When it comes to floating houses, we have witnessed quite a few innovative conceptions ranging from groovy pizzerias to submerged villas. However, this time around, sustainable technology is brought into the ‘romanticized’ mix of living on the sea – with the so-named Floatwing. Envisaged as a floating getaway for couples, the self sufficient habitat was created by Portuguese firm Friday, with their focus on low-carbon footprint and solar power. These green credentials are complemented on the user level with incorporation of nifty spatial elements.
In commercial terms, the company offers four variant models of Floatwing (areas ranging from 60 sq m to 108 sq m), each with different degrees of on-board features. And, since we have been harping about the ‘green’ side of affairs, the best model among these makes a valiant case for a self-sustaining habitat. To that end, this Floatwing is powered by solar energy, while boasting an advanced waste-water treatment plant and fuel storage capacity. These sustainable aspects are accompanied by what have been described as the designers as ‘low environmentally impactful materials’.
Now as for the spatial layout of this floating house, the Floatwing is divided into two levels, with the lower level accounting for most of the user-circulation zones, and the accessible upper level/deck posing as the roof. The lower volume sheltered by glass-clad facades, comprises a kitchen, wine cellar, and zero to three bedrooms (presumably depending on the model) – all of which are further complemented by an heat pump and AC generator. On the other hand, the upper level with its accessible deck, consists of a barbecuing area – thus alluding to a romantic recreational space.
Interestingly, in spite of so many varied spatial components, the core design of the Floatwing is modular in nature. In other words, the entire floating house can disassembled and packed into just two shipping containers and delivered anywhere on our planet. And in case you are wondering, the entire habitat can be ‘launched’ into the sea by simply steering it with the aid of two outboard motors that allow for max speed of three knots, or 5.6 km/hr (or 3.4 miles/hr).

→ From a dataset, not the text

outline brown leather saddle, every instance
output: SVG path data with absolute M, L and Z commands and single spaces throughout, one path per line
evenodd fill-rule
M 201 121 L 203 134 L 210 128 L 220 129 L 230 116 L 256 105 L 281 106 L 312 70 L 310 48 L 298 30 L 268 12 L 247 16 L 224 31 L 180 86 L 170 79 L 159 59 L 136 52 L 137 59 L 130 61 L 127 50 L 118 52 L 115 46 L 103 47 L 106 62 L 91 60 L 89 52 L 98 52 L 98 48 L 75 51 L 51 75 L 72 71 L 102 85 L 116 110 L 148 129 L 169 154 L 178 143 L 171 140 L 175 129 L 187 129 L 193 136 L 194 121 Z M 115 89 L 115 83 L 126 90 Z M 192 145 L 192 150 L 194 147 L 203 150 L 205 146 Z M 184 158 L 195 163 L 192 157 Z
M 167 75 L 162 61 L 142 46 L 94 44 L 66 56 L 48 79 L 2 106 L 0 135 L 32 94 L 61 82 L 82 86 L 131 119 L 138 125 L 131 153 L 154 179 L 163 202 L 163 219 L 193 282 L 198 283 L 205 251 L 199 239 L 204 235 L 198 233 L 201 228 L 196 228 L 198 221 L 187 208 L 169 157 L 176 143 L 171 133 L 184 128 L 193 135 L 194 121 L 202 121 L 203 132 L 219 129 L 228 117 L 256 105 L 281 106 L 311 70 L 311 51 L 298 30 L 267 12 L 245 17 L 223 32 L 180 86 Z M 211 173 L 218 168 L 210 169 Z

And lastly, the ‘piece de resistance’ of the Floatwing arguably pertains to its ambit of self-sufficiency. In that regard, the floating house can sustain itself for a week without any aid from external power sources. This incredible aspect is bolstered by the habitat’s capacity to self-generate 80 percent of its annual energy needs (that increases to a whopping 100 percent when calculated for six months).